Die anschließende Fahrzeugabholung  beim V.A.G.-Servicebetrieb läuft problemlos – abgesehen davon, dass es trotz Termins mal wieder nicht geschafft wurde, einen Ölwechsel innerhalb von 8 Stunden durchzuführen. Sorry, Jungs: Euer Laden arbeitet so gut wie mein Ohr hört.
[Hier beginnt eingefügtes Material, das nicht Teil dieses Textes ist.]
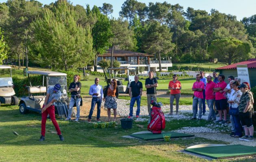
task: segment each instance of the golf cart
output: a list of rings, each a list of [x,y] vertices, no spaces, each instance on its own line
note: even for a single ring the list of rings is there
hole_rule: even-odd
[[[108,76],[106,74],[105,70],[103,70],[104,75],[105,75],[105,81],[107,83],[107,84],[108,85],[110,84],[111,81],[113,79],[116,79],[117,83],[117,87],[119,90],[119,94],[126,94],[129,93],[129,88],[130,88],[130,85],[131,82],[134,81],[134,77],[136,74],[136,69],[133,68],[108,68],[107,71]],[[113,75],[112,75],[111,71],[113,71]],[[121,76],[122,75],[125,75],[125,77],[117,77],[117,76]],[[124,85],[124,83],[121,81],[123,78],[124,78],[124,81],[127,81],[127,85]],[[106,87],[106,86],[103,87],[103,91],[105,90],[105,89]]]
[[[17,105],[19,99],[15,96],[13,87],[11,77],[11,67],[0,65],[0,105],[1,104],[11,104]]]
[[[60,91],[61,93],[61,97],[55,102],[55,108],[57,108],[57,113],[61,118],[67,117],[69,99],[67,94],[67,74],[54,71],[40,70],[28,71],[27,73],[30,84],[30,86],[26,86],[28,92],[28,96],[21,98],[19,104],[20,113],[25,114],[29,110],[41,113],[48,88],[58,83],[61,85]],[[29,77],[31,75],[43,76],[41,85],[32,86]],[[45,85],[45,83],[46,83]]]

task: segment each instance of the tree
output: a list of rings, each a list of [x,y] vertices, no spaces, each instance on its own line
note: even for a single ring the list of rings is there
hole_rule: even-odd
[[[136,0],[126,0],[123,4],[121,8],[119,15],[126,18],[130,26],[132,25],[132,21],[136,13],[141,21],[144,19],[147,9],[145,3],[138,2]]]
[[[94,71],[97,71],[97,59],[112,45],[110,40],[112,37],[110,21],[106,16],[101,14],[98,8],[94,6],[92,12],[96,15],[98,20],[92,29],[93,49],[95,52],[93,62]]]
[[[110,66],[110,60],[109,60],[102,59],[99,62],[99,66],[106,71],[108,68]]]
[[[4,38],[3,32],[0,28],[0,65],[2,64],[4,60],[7,58],[8,46]]]
[[[250,49],[248,42],[234,38],[226,38],[213,41],[209,51],[213,58],[230,65],[248,59]]]
[[[158,55],[160,71],[162,71],[161,54],[167,53],[175,47],[171,43],[172,35],[167,26],[161,26],[156,21],[150,23],[144,32],[143,48],[146,52]]]
[[[94,57],[89,26],[77,24],[76,13],[65,1],[54,9],[54,12],[45,9],[43,17],[32,24],[39,53],[35,59],[42,65],[65,70],[90,62]]]
[[[42,5],[35,0],[13,0],[7,2],[9,9],[8,23],[3,28],[6,32],[12,53],[17,53],[18,55],[19,65],[20,52],[24,53],[26,68],[30,52],[28,49],[29,39],[32,35],[30,23],[38,17]]]
[[[113,6],[108,3],[103,3],[102,6],[99,7],[99,9],[102,13],[106,16],[113,13]]]
[[[123,49],[131,49],[134,46],[133,31],[129,28],[127,21],[114,19],[111,20],[112,37],[110,39],[112,44],[111,66],[113,67],[113,52],[115,46],[118,46]]]

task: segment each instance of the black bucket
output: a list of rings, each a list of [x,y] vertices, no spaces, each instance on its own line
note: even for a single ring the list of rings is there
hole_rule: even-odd
[[[133,119],[124,118],[120,120],[123,129],[131,129],[132,128]]]

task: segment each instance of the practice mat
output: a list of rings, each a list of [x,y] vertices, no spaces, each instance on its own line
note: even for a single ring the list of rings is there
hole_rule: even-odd
[[[216,159],[256,155],[256,147],[241,145],[185,149],[184,150]]]
[[[162,132],[162,134],[153,134],[153,133],[151,132],[149,133],[133,134],[130,134],[130,136],[145,140],[163,139],[163,137],[165,136],[171,136],[171,139],[180,137],[189,137],[195,136],[195,135],[193,134],[177,133],[175,132]]]

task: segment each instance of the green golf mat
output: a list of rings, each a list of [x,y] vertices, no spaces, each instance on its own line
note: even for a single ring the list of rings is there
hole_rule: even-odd
[[[132,134],[130,136],[145,140],[162,139],[163,139],[163,136],[170,136],[171,139],[180,137],[189,137],[195,136],[194,135],[177,133],[175,132],[162,132],[162,134],[153,134],[153,133]]]
[[[216,159],[256,155],[256,147],[241,145],[186,149],[184,150]]]

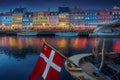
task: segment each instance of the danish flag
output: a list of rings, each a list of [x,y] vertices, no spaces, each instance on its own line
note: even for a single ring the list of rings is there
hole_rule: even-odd
[[[64,57],[44,43],[29,80],[59,80],[63,62]]]

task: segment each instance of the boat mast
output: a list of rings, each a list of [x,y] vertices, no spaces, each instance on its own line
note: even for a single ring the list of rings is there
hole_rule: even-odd
[[[99,71],[101,71],[101,69],[102,69],[102,67],[104,65],[104,54],[105,54],[105,40],[103,40],[101,64],[100,64],[100,67],[99,67]]]

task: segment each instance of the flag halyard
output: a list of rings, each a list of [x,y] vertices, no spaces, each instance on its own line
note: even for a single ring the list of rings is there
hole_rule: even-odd
[[[58,80],[63,62],[64,57],[44,43],[29,80],[36,80],[39,77],[44,80]]]

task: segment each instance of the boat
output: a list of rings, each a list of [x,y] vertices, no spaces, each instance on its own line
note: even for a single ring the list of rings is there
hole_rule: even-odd
[[[106,59],[105,59],[106,57]],[[75,80],[120,80],[120,52],[81,53],[65,61],[65,69]]]
[[[23,30],[17,33],[18,36],[36,36],[38,33],[33,30]]]
[[[90,62],[86,61],[85,57],[91,57],[92,54],[77,54],[69,57],[76,65],[80,67],[75,67],[69,62],[65,62],[65,69],[70,73],[75,80],[106,80],[99,70]]]
[[[55,33],[56,36],[78,36],[79,32],[73,31],[65,31],[65,32],[57,32]]]
[[[120,37],[120,23],[98,25],[89,36]]]

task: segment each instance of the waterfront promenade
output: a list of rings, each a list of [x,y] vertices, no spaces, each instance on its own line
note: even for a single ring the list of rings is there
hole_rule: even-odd
[[[6,34],[6,35],[17,35],[17,32],[20,32],[20,30],[0,30],[0,35]],[[56,32],[68,32],[68,30],[36,30],[38,32],[38,35],[55,35]],[[92,33],[92,31],[89,30],[71,30],[70,32],[79,32],[79,36],[88,36],[89,33]]]

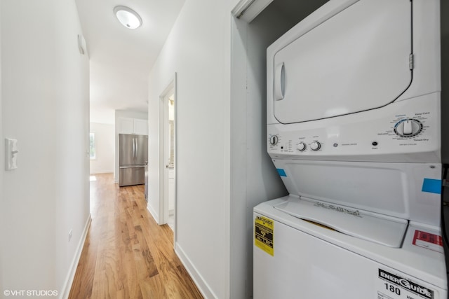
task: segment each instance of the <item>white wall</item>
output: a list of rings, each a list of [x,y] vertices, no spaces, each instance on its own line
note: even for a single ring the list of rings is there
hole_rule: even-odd
[[[91,123],[90,132],[95,134],[95,159],[91,160],[91,174],[114,172],[115,126]]]
[[[449,163],[449,3],[441,1],[441,155]]]
[[[61,295],[90,218],[88,58],[78,51],[74,0],[0,5],[2,136],[20,151],[18,169],[0,169],[1,295]]]
[[[159,96],[177,72],[175,249],[206,298],[229,297],[230,12],[236,2],[186,1],[149,81],[149,208],[159,210]]]
[[[0,15],[1,15],[1,5],[0,4]],[[1,70],[1,22],[0,22],[0,70]],[[0,116],[2,116],[1,112],[1,106],[2,106],[2,101],[1,101],[1,71],[0,71]],[[2,120],[0,120],[0,142],[2,142],[4,139],[3,137],[3,118]],[[5,208],[4,207],[4,200],[3,200],[3,169],[5,169],[4,164],[4,147],[0,145],[0,239],[5,239],[5,232],[6,230],[6,223],[5,222],[6,215]],[[0,286],[4,286],[4,280],[3,280],[3,271],[1,269],[4,269],[3,265],[3,246],[0,246]]]
[[[131,111],[128,110],[115,111],[115,167],[114,168],[114,178],[116,183],[119,183],[119,118],[130,118],[138,119],[147,119],[146,111]]]

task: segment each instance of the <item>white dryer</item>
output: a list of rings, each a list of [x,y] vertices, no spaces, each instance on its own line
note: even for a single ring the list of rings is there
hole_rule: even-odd
[[[438,0],[330,0],[267,49],[254,298],[444,299]]]

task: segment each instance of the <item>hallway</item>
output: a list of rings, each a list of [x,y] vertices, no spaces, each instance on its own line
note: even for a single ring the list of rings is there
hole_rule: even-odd
[[[91,181],[92,223],[69,298],[202,298],[173,251],[173,232],[146,209],[144,186],[112,174]]]

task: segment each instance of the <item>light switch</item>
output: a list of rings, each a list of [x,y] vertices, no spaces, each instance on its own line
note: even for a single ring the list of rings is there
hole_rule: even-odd
[[[17,149],[17,139],[5,139],[6,155],[5,167],[6,170],[12,170],[17,168],[17,155],[19,152]]]

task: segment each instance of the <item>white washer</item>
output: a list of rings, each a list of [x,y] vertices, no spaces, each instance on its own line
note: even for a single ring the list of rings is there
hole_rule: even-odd
[[[254,298],[447,297],[438,0],[330,0],[267,49]]]

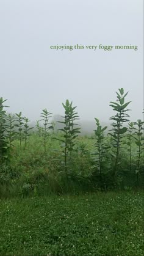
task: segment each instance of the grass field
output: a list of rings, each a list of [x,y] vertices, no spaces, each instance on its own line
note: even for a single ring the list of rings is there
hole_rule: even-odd
[[[144,192],[0,201],[1,255],[143,256]]]

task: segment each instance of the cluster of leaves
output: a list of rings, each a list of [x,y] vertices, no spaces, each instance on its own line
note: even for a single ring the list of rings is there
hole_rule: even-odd
[[[87,182],[88,184],[90,180],[92,186],[94,184],[94,186],[95,183],[98,184],[98,181],[99,181],[98,186],[101,188],[108,188],[109,185],[111,186],[112,184],[116,185],[118,184],[120,174],[123,168],[121,161],[123,140],[124,137],[126,137],[128,140],[126,150],[127,150],[128,158],[129,158],[128,161],[129,163],[128,165],[127,164],[127,169],[129,168],[131,173],[133,170],[135,171],[135,180],[137,177],[138,184],[142,177],[141,175],[143,172],[142,161],[144,122],[141,120],[138,120],[137,122],[129,122],[128,126],[124,126],[126,122],[129,122],[129,115],[127,114],[127,111],[129,109],[128,109],[127,107],[131,101],[125,102],[128,92],[124,93],[123,88],[119,89],[118,92],[116,93],[117,101],[110,101],[110,104],[113,111],[117,112],[115,115],[110,118],[110,120],[112,120],[111,123],[112,129],[108,135],[106,136],[107,127],[102,127],[99,119],[95,118],[96,128],[94,130],[95,136],[93,137],[93,147],[91,149],[88,148],[87,143],[79,141],[80,136],[78,136],[81,133],[81,128],[77,126],[78,124],[76,122],[79,119],[79,115],[75,111],[76,106],[73,106],[72,101],[70,102],[68,100],[67,100],[65,103],[62,103],[65,115],[62,117],[63,120],[58,122],[62,124],[62,127],[59,129],[59,132],[56,133],[54,132],[56,123],[49,122],[52,113],[48,111],[46,109],[43,109],[40,115],[41,119],[40,120],[43,122],[43,126],[40,125],[39,120],[37,120],[36,126],[37,131],[35,133],[37,136],[34,135],[35,138],[37,137],[37,141],[39,140],[38,143],[41,144],[38,147],[40,151],[42,148],[41,152],[40,152],[38,157],[35,153],[34,153],[34,156],[31,158],[29,165],[27,163],[29,162],[27,155],[28,150],[26,150],[26,148],[28,148],[27,142],[31,134],[31,130],[33,128],[29,125],[30,120],[26,117],[23,117],[21,112],[16,115],[7,114],[4,109],[7,107],[4,105],[5,100],[1,98],[0,100],[1,162],[3,163],[5,159],[10,159],[11,154],[15,155],[13,148],[13,146],[15,147],[17,145],[17,142],[15,143],[15,141],[18,141],[21,150],[21,153],[23,152],[23,157],[26,158],[26,163],[24,163],[24,166],[27,166],[27,169],[32,166],[32,159],[34,159],[34,162],[37,163],[37,166],[42,166],[44,169],[45,166],[46,167],[48,166],[51,170],[52,170],[54,173],[56,172],[57,174],[54,178],[55,179],[54,183],[58,177],[57,175],[60,175],[62,173],[64,174],[63,177],[67,178],[65,180],[68,180],[70,178],[76,182],[77,179],[77,181],[80,181],[79,184],[80,183],[86,184]],[[50,133],[51,130],[53,131]],[[55,137],[50,136],[53,134]],[[39,138],[41,136],[41,138]],[[48,145],[48,143],[52,145],[51,142],[53,139],[55,139],[55,142],[57,141],[57,148],[52,148],[52,150],[49,150]],[[132,152],[134,144],[136,150]],[[36,145],[34,144],[33,146],[35,148]],[[60,150],[59,146],[60,146]],[[32,146],[30,145],[30,147],[32,149]],[[45,158],[43,157],[43,151]],[[20,166],[21,163],[23,163],[23,159],[20,163]],[[95,180],[94,177],[95,177]],[[59,178],[59,177],[58,180]],[[38,180],[39,178],[38,177],[37,179]],[[24,187],[29,188],[27,184],[30,183],[28,181],[26,184],[24,183]],[[113,187],[113,185],[112,186]]]

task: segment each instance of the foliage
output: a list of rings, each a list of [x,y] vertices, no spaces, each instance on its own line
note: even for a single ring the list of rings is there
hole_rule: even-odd
[[[6,111],[4,108],[7,106],[4,105],[7,100],[0,98],[0,164],[8,159],[9,156],[9,142],[6,136]]]
[[[21,142],[23,139],[23,117],[22,117],[22,112],[20,112],[19,114],[16,114],[16,123],[15,124],[15,126],[18,127],[18,131],[16,131],[16,134],[18,135],[18,138],[20,141],[20,149],[22,150],[22,145]]]
[[[28,118],[24,117],[23,117],[23,126],[24,126],[24,150],[25,151],[26,149],[26,142],[27,140],[27,138],[30,136],[31,134],[29,133],[29,131],[33,129],[34,127],[29,127],[28,125],[28,123],[30,122]]]
[[[49,129],[52,129],[52,126],[51,125],[48,126],[48,125],[49,125],[51,123],[49,122],[49,119],[51,117],[52,113],[48,112],[46,109],[43,109],[43,112],[41,113],[41,117],[43,117],[40,121],[43,121],[43,141],[44,141],[44,150],[45,150],[45,154],[46,154],[46,139],[49,135],[48,131]]]
[[[62,129],[59,129],[63,133],[62,139],[55,137],[62,142],[64,150],[63,151],[64,155],[64,164],[65,174],[67,175],[68,170],[68,161],[72,161],[72,152],[74,151],[74,147],[75,145],[75,139],[77,137],[77,134],[80,133],[80,128],[74,128],[77,124],[74,123],[76,120],[77,120],[77,113],[74,111],[76,107],[73,107],[73,102],[69,102],[68,100],[66,100],[65,104],[62,103],[65,109],[65,116],[62,117],[63,121],[59,121],[59,123],[64,125],[64,127]],[[69,159],[68,159],[69,157]]]
[[[0,254],[143,256],[143,205],[142,191],[1,200]]]
[[[135,144],[138,147],[137,153],[137,169],[135,172],[137,174],[137,183],[139,182],[139,177],[140,176],[140,170],[142,166],[144,165],[141,164],[141,158],[144,150],[144,143],[143,143],[143,128],[144,122],[142,122],[140,119],[138,119],[137,122],[134,123],[134,133],[133,137],[135,140]]]
[[[112,136],[112,147],[113,147],[113,156],[115,159],[114,166],[113,166],[113,175],[115,177],[115,178],[117,180],[117,173],[118,173],[118,167],[120,164],[120,149],[121,146],[121,139],[123,138],[123,134],[126,132],[128,128],[126,127],[122,127],[123,123],[128,122],[129,120],[128,117],[129,117],[129,115],[126,113],[129,109],[126,109],[127,106],[131,101],[124,103],[125,97],[128,93],[128,92],[124,94],[124,90],[123,88],[119,89],[119,93],[116,92],[117,95],[117,102],[110,101],[110,106],[112,107],[113,110],[117,111],[117,114],[110,118],[110,120],[112,120],[113,122],[111,123],[113,128],[111,130],[112,133],[109,133],[109,134]]]

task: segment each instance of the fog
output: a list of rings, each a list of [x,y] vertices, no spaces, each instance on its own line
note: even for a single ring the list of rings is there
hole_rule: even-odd
[[[9,112],[34,121],[46,108],[63,115],[67,99],[82,120],[107,123],[110,101],[129,91],[131,120],[142,119],[143,0],[1,0],[0,97]],[[56,49],[54,45],[134,45]]]

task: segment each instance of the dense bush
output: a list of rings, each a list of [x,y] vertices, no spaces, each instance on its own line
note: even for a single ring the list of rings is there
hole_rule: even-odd
[[[117,92],[110,106],[117,114],[109,133],[95,118],[91,136],[82,136],[75,120],[76,107],[67,100],[62,128],[43,109],[37,129],[21,112],[8,114],[0,100],[0,190],[1,196],[79,193],[142,187],[144,183],[143,123],[129,122],[128,93]],[[41,126],[40,122],[43,122]],[[124,123],[125,125],[124,126]],[[79,135],[79,136],[78,136]]]

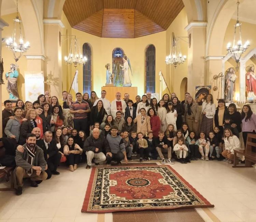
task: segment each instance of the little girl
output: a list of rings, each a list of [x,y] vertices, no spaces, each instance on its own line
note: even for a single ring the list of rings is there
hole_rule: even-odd
[[[94,125],[93,125],[93,129],[94,129],[95,128],[97,128],[98,129],[100,130],[100,134],[101,133],[102,130],[100,129],[100,123],[99,123],[98,122],[96,122],[94,123]],[[90,136],[92,134],[93,130],[93,129],[92,130],[90,131]]]
[[[172,141],[175,136],[175,131],[173,130],[174,126],[172,124],[168,124],[167,128],[165,131],[165,136],[167,138],[169,142],[168,147],[171,147],[172,148],[173,148],[172,143]]]
[[[177,120],[177,111],[174,109],[172,103],[171,102],[168,103],[168,108],[167,108],[166,116],[165,117],[165,121],[166,124],[172,124],[174,126],[174,131],[177,131],[176,126],[176,120]]]
[[[191,160],[197,160],[198,156],[199,142],[195,137],[195,132],[191,131],[189,135],[187,137],[186,141],[188,143],[190,150],[190,158]]]
[[[164,132],[166,129],[165,124],[165,118],[166,117],[166,109],[165,108],[165,101],[163,100],[161,100],[159,102],[158,108],[157,111],[157,116],[161,120],[161,130]]]
[[[205,135],[203,132],[201,132],[200,136],[200,138],[198,139],[198,142],[199,142],[199,152],[202,155],[201,159],[202,160],[204,160],[205,159],[207,161],[209,161],[209,158],[208,157],[208,154],[210,149],[210,142],[207,138],[205,138]],[[205,151],[205,158],[203,153],[204,150]]]
[[[176,143],[173,147],[173,151],[177,155],[178,159],[182,159],[181,161],[182,164],[186,164],[186,157],[188,151],[188,149],[184,144],[184,140],[181,138],[178,139],[178,143]]]
[[[219,159],[220,155],[218,138],[212,131],[209,133],[209,140],[210,142],[210,160],[213,160],[216,156]]]

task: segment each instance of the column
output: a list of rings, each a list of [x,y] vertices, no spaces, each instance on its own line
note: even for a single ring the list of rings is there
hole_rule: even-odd
[[[206,22],[193,22],[185,28],[191,35],[188,50],[188,92],[195,98],[196,86],[205,85]]]

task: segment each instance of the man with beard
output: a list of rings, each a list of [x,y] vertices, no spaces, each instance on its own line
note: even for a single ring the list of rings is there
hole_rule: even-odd
[[[36,137],[32,133],[28,134],[26,143],[23,146],[24,152],[17,149],[15,160],[17,166],[14,173],[16,175],[16,194],[22,194],[23,178],[29,177],[31,186],[38,186],[36,182],[46,180],[47,174],[44,172],[46,163],[42,150],[36,144]],[[15,183],[14,183],[15,184]]]

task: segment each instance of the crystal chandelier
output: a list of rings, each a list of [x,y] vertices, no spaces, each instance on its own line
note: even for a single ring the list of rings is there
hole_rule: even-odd
[[[29,42],[27,41],[24,43],[24,36],[22,34],[22,21],[18,15],[18,0],[16,0],[17,15],[13,19],[14,29],[12,37],[7,39],[5,45],[9,50],[12,51],[14,56],[14,59],[17,62],[30,48]],[[19,32],[19,33],[18,33]],[[19,43],[17,43],[16,40],[18,39]]]
[[[87,58],[83,57],[80,47],[79,40],[76,38],[71,40],[69,53],[68,56],[64,57],[64,60],[68,65],[74,64],[75,67],[77,66],[77,64],[84,65],[87,62]]]
[[[176,68],[178,64],[183,64],[186,61],[187,56],[182,55],[180,42],[174,37],[172,40],[171,47],[170,48],[170,54],[166,56],[165,63],[167,65],[174,65]]]
[[[238,19],[238,9],[239,5],[239,0],[238,0],[237,3],[237,22],[234,25],[235,30],[234,34],[234,40],[233,42],[233,46],[231,47],[231,44],[229,42],[227,46],[227,51],[228,53],[231,54],[235,59],[237,64],[240,60],[242,54],[246,51],[248,47],[250,46],[249,42],[247,41],[243,45],[242,42],[242,34],[241,33],[241,23],[239,22]],[[236,45],[236,33],[237,28],[239,28],[239,38],[237,41],[237,45]]]

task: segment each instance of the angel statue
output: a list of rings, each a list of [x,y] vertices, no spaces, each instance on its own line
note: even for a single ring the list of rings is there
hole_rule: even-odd
[[[113,76],[110,72],[110,64],[108,63],[105,66],[106,69],[106,84],[112,84],[113,83]]]
[[[246,67],[245,82],[247,100],[256,98],[256,76],[254,73],[254,66],[251,64]]]
[[[124,74],[125,82],[124,86],[131,86],[131,83],[129,75],[129,67],[131,70],[131,75],[132,75],[132,71],[131,70],[131,63],[130,62],[130,60],[129,58],[127,57],[125,54],[124,54],[123,59],[124,60],[124,66],[123,66],[120,65],[119,65],[122,68],[122,70],[124,71]]]
[[[9,100],[15,100],[19,98],[19,94],[17,88],[17,79],[19,73],[16,70],[16,66],[12,64],[10,70],[5,73],[5,79],[7,80],[7,91],[9,93]]]
[[[235,82],[237,76],[235,74],[234,68],[231,67],[228,69],[225,75],[225,95],[226,100],[229,102],[233,102],[234,92],[236,90]]]

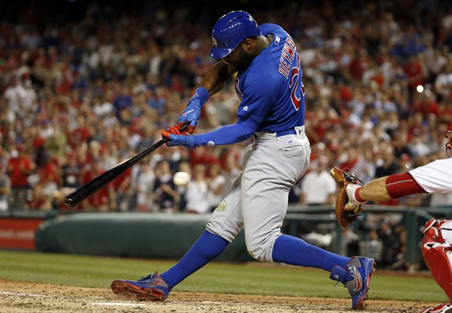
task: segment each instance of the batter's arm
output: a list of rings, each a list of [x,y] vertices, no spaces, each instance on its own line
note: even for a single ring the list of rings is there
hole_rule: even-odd
[[[217,62],[205,73],[199,86],[205,88],[209,91],[209,96],[215,95],[221,90],[224,83],[237,70],[233,65]]]

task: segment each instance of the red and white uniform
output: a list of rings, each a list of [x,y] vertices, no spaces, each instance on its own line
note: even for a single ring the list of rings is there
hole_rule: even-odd
[[[427,193],[452,193],[452,158],[437,160],[410,174]]]

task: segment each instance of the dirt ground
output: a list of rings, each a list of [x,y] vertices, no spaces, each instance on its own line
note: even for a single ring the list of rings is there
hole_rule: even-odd
[[[369,299],[365,311],[417,313],[434,303]],[[173,292],[162,303],[120,298],[110,289],[0,280],[1,313],[345,313],[350,299]]]

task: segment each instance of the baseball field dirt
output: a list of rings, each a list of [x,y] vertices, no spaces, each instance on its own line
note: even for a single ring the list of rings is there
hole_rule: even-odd
[[[2,313],[345,313],[350,299],[173,292],[165,302],[121,298],[111,289],[0,280]],[[369,299],[364,312],[414,313],[435,305]]]

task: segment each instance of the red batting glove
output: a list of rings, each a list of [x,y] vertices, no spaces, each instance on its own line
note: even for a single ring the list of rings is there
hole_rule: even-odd
[[[180,126],[183,123],[179,122],[174,126],[170,127],[168,128],[166,130],[162,131],[160,134],[162,135],[162,137],[164,138],[169,138],[169,135],[171,134],[173,135],[187,135],[186,132],[180,132]]]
Ohne Implantat.  Ich führe deshalb ein längeres, energisches und verärgerter Gespräch am Empfangstresen, verstehe auch hier jedes Wort, freue mich sehr, mache ein böse Gesicht und fahre nach Hause.

Dort angekommen geht es erst einmal zum Entspannen auf die Couch und der Soundprozessor bekommt eine Pause. Erst nachts um eins wache ich wieder auf – der Tag war wunderbar, aber dennoch sehr, sehr anstrengend.